Meu pai comemorou o assassinato de Marighela - Um comunista a menos! Ele disse. Não havia razão para que eu gravasse tão nitidamente estas palavras quando ele ouvia a notícia, naquele rádio Semp que ficava acima de nossas cabeças, onde minha mãe ouvia a Ave-Maria, deixando sempre ao lado um copo de água, e uma fé que até hoje não entendo. Meu pai dizia que eles eram terroristas. Eu não sabia que os "terroristas" seriam meus irmãos de sonhos, não sabia que um dia o Frei Vermelho, seria meu amigo.

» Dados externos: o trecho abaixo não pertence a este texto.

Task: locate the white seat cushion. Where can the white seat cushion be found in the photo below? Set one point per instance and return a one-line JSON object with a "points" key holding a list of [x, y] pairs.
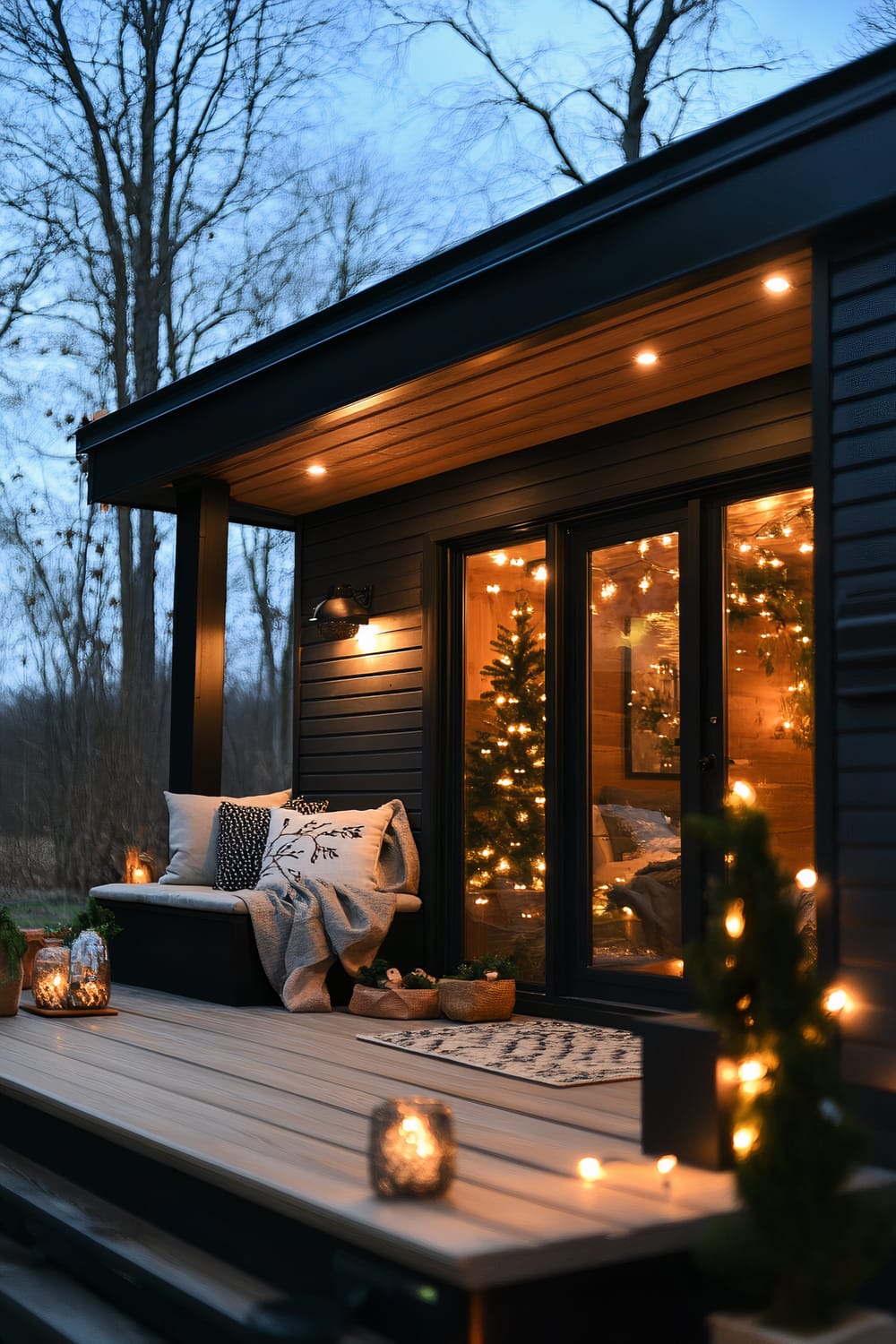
{"points": [[187, 897]]}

Stuart Angel teve a a morte mais sórdida de todas as mortes sórdidas do tempo da ditadura. Zuzu Angel foi a única que nunca desistiu de punir os assassinos. Nenhum regime de governo deve dar aos governantes o direito de passar por cima dos Direitos Humanos, Zuzu sabia disto. Por muito tempo acreditei em alguma tolice que li em um desses jornais ou revistas tipo Veja... que Stuart não era um militante, que foi preso por que sua mulher Sonia era do Partido Comunista. Via nele um mártir, e não um guerreiro. Por muito tempo eu tive uma imagem distorcida de Tuti, como Zuzu o chamava. Por muito tempo eu não conseguia pensar na crueldade que foi a morte dele sem ter pena da raça humana.
Vi o filme, e fiquei com a canção do Chico uma noite um dia.

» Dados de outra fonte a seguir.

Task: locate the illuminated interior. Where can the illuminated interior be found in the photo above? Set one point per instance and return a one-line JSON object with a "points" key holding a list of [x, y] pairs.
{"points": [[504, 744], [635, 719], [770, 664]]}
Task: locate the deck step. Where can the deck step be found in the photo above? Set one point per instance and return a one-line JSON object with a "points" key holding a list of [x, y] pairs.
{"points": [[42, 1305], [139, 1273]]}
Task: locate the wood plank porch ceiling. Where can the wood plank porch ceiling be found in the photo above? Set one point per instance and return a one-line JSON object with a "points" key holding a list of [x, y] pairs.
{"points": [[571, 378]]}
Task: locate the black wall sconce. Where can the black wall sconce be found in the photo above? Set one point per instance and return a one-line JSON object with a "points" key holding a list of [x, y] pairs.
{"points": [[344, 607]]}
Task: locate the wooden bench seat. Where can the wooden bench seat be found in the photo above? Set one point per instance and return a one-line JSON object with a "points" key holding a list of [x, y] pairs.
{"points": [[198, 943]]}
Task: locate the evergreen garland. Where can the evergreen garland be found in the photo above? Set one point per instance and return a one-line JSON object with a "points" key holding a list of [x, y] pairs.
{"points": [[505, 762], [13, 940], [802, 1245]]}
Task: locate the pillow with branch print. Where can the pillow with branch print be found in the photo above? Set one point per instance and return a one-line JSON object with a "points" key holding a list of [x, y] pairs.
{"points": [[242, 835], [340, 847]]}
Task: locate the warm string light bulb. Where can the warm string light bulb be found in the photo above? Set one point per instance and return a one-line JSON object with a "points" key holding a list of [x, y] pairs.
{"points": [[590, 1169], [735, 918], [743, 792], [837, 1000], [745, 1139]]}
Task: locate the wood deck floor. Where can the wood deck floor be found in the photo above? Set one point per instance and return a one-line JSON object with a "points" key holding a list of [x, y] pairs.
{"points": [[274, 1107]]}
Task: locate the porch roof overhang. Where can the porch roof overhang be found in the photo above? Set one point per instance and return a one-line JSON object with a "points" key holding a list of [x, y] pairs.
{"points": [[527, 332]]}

Zuzu Angel - dirigido por Sérgio Rezende, com Patrícia Pillar (Zuzu Angel); Daniel Oliveira (Stuart Angel); Leandra Leal (Sônia); Luana Piovani (Elke Maravilha); Paulo Betti (Carlos Lamarca); Nelson Dantas (Antônio Lamarca); Antônio Pitanga; Elke Maravilha. No filme, resgataram alguns atores do filme Lamarca. Eu confesso que não sabia que as torturas que aniquilaram Stuart era para que ele confessasse o paradeiro de Lamarca. E a cena tocante de Zuzu visitando o pai de Lamarca traduz a impotência diante do poder. Nelson Dantas em uma interpretação sublime, os grandes também morrem. Mas, antes nos dão lições, Nelson Dantas era grande.

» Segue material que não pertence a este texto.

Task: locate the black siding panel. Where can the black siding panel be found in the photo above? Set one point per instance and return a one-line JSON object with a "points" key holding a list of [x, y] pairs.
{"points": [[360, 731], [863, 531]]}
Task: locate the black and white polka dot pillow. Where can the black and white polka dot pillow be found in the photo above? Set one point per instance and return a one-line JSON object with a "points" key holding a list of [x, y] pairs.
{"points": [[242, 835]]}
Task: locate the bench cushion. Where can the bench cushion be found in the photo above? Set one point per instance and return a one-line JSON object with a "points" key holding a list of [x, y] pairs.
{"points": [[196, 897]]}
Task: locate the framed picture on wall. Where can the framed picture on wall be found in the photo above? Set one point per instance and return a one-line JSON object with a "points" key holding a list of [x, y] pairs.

Descobri uma foto do Stuart, pois Daniel de Oliveira é apenas o ator, excelente, magnífico, no entanto, breve ele estará incorporando meu amigo Frei Betto em Batismo de Sangue. Antes, ele foi Cazuza... e é preciso lembrar os rostos verdadeiros, o jeito calmo de Stuart, e foi assim que ele foi mostrado no filme, uma vida cortada na raiz, como tantas outras vidas.